In Gongloff Contracting, LLC v. L. Robert Kimball & Associates, the appellate court ruled that plaintiffs no longer need to expressly identify in their pleadings the design professional’s specific representations they allege to be erroneous.

Gongloff involved a construction project at a public university.  Because of concerns over the design of the roof structure, a subcontractor engaged an independent structural engineer who concluded that the roof design was “grossly inadequate.”  Although the architect, Kimball, then modified the roof design, the structural steel subcontractor, Gongloff, sued the architect to recoup costs it allegedly incurred installing the roof structure pursuant to the architect’s modified design – which did not facilitate the use of standard construction means and methods.

The architect argued that under Bilt-Rite Contractors, Inc. v.
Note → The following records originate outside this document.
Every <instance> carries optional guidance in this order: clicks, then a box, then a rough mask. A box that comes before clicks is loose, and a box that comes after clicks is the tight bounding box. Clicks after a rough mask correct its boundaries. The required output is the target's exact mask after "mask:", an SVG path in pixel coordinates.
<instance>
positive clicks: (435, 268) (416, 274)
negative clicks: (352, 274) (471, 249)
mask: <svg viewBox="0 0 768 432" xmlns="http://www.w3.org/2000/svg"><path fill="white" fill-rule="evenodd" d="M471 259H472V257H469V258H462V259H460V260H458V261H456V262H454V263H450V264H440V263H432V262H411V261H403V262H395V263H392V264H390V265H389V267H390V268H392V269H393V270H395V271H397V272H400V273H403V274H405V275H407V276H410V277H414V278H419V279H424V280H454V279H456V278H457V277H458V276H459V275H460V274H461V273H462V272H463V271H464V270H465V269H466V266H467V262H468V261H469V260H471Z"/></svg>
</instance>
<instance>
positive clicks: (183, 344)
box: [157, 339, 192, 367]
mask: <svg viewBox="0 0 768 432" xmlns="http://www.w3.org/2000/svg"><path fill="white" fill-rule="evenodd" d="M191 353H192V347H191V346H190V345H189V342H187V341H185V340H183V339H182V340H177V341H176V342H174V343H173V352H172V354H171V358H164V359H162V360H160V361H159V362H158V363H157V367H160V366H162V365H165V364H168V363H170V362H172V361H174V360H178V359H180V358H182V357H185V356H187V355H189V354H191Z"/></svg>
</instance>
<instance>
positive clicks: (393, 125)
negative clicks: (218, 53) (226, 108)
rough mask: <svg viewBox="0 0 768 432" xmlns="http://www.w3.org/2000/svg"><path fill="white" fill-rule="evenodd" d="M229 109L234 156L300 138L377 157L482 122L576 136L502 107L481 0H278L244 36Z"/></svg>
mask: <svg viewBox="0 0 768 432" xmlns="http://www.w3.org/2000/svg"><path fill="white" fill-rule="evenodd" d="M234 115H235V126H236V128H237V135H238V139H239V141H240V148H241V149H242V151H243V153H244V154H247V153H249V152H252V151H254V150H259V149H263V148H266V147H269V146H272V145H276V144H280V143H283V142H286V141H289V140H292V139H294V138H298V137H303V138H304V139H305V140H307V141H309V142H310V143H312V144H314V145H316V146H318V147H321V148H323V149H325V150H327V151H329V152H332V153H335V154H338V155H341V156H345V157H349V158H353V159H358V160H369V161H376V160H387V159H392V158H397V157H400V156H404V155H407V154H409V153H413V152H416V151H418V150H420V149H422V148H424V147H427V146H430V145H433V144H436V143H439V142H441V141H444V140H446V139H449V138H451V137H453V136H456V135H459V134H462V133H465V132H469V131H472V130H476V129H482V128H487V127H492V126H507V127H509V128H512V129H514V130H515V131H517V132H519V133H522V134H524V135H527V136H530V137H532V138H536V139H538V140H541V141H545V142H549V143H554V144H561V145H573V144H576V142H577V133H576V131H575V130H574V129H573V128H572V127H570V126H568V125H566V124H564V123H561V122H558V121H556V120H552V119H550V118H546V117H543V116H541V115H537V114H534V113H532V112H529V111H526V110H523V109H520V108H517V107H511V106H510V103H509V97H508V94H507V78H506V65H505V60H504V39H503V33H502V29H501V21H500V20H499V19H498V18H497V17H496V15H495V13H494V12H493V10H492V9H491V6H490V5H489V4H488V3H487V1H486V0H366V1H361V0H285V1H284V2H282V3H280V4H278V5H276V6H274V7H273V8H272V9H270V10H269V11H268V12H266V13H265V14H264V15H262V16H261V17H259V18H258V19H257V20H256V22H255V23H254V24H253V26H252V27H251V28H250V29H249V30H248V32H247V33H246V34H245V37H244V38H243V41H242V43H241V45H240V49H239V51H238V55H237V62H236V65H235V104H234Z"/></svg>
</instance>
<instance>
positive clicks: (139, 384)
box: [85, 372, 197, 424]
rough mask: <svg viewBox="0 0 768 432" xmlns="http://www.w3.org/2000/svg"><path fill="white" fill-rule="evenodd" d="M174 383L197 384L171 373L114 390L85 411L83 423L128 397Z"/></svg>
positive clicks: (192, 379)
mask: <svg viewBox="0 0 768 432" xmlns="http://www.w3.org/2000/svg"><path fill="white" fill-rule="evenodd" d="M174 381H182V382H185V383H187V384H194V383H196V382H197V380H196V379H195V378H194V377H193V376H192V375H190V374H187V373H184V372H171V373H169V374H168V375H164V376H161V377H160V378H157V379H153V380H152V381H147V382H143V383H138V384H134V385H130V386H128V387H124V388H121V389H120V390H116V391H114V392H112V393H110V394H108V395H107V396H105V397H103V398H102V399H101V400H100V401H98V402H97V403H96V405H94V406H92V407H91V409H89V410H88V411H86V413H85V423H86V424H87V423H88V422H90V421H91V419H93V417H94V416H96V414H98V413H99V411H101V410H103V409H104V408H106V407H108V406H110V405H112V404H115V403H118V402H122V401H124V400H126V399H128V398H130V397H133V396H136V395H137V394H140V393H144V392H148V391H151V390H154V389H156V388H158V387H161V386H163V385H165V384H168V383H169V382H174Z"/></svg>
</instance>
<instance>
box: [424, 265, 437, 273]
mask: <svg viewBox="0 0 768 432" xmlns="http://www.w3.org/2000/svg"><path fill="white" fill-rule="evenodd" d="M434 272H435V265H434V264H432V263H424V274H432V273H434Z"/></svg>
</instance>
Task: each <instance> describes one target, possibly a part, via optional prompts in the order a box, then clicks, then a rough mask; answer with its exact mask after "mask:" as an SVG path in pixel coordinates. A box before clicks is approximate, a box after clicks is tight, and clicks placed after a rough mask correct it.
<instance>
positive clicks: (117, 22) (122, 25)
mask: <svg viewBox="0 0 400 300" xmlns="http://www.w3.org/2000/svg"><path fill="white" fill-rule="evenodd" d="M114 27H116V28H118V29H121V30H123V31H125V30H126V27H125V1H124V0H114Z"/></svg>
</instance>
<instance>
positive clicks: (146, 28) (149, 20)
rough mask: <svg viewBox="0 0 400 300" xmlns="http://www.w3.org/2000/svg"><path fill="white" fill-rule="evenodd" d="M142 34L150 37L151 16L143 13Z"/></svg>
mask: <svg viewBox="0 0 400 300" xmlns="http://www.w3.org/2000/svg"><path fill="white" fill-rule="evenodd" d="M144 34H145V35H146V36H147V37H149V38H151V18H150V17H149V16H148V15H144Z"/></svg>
The Architectural Studio – a Pennsylvania Supreme Court case recognizing negligent misrepresentation claims against designers – Gongloff was required to identify some particular communication or document provided by the architect that was false.  The Superior Court,  however, rejected this conclusion, stating that pleading an “express representation” is not an element of a negligent misrepresentation claim under Bilt-Rite or its progeny. 

Under Gongloff, a plaintiff need not isolate a specific document or other source of information related to the project design that contained erroneous evidence.  While this likely lessens the pleading burden on  plaintiffs, the Gongloff court noted that plaintiffs still need to plead with specificity sufficient facts surrounding the alleged erroneously supplied information.

The long-term effects of Gongloff are yet to be seen.  At a minimum, however, claims litigated under Pennsylvania law against architects and other construction industry design professionals are now more likely to survive past the pleadings stage, and designers must be aware of their heightened risk of liability.

 

DISCLAIMER: Because of the generality of this update, the information provided herein may not be applicable in all situations and should not be acted upon without specific legal advice based on particular situations.